Kirklees College “overjoyed” by good Ofsted report
A principal has taken a Yorkshire college from an “inadequate” to a “good” Ofsted grading after downsizing staff and laying out “clear objectives”.
Peter McCann transformed the reputation of Kirklees College over 18 months and when the quality watchdog recently re-inspected they found all eight areas of the curriculum to be “good”.
Under his leadership 25 per cent of the college’s management roles were made redundant as part of essential budget cuts. But as a result Kirklees’ student success rates went from being among the bottom 5 per cent in the country to being in the top ten per cent.
I think the college had lost some direction and our data wasn’t very good so we didn’t understand our own college as well as other colleges in the sector,”
“It’s been an amazing journey of improvement over two years,” said the principal.
“Our long-haul success rates went from 67 to 86 per cent so that’s 19 per cent improvement in two years.”
Peter, who before joining Kirklees was vice-principal at Leeds City College, took his post in May 2011, the same month that Ofsted published a damning report which ranked the institute as inadequate.
He told FE Week how he turned around one of the country’s biggest colleges with 20,000 students.
“I think the college had lost some direction and our data wasn’t very good so we didn’t understand our own college as well as other colleges in the sector,” he said.

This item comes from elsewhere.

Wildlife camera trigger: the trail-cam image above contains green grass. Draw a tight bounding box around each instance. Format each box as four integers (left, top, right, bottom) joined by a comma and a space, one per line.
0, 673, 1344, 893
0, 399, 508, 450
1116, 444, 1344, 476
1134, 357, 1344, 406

“There had been some overlap of responsibilities but I produced a very clear strategic plan. Before it had been unclear of who was accountable for what.
“Giving people that direction and renewed energy and motivation, but at the same time taking out the costs base of the college was the hardest part of the job.”
He said he risk assessed staff and policies and made £5m savings, mainly by job cuts in management roles. He got rid of heads of departments, a vice principal and much of the support staff.
“We had to give the focus back to students on teaching and learning and the needs of the community. Never underestimate the meaning of deep listening to your students and the community and never over estimate your own importance — it’s about teachers and students.”
He said a mantra he carried through was that every student who stays the journey has the right to be successful so therefore it’s up to the staff to go the extra mile to make sure they do. He looked at those who didn’t make it through to work out why.
He set up campus forums to ensure students were listened to and had regular meetings with the head of the students’ union. He said he believed in “dispersed leadership” among staff and simplicity and added that clarity of mission was important.
“We had some garbled mission before so I sat down with staff and we came up with “creating opportunity, changing lives.”
“Just that clarity of focus was a really significant cultural change. We’re here to celebrate the fact that we’re a second chance institution. We are here for our community and they have been so supportive of us — even through the bad times.”
“Everyone is overjoyed that the progress we have made has been recognised. The main feeling among the college is one of personal satisfaction.”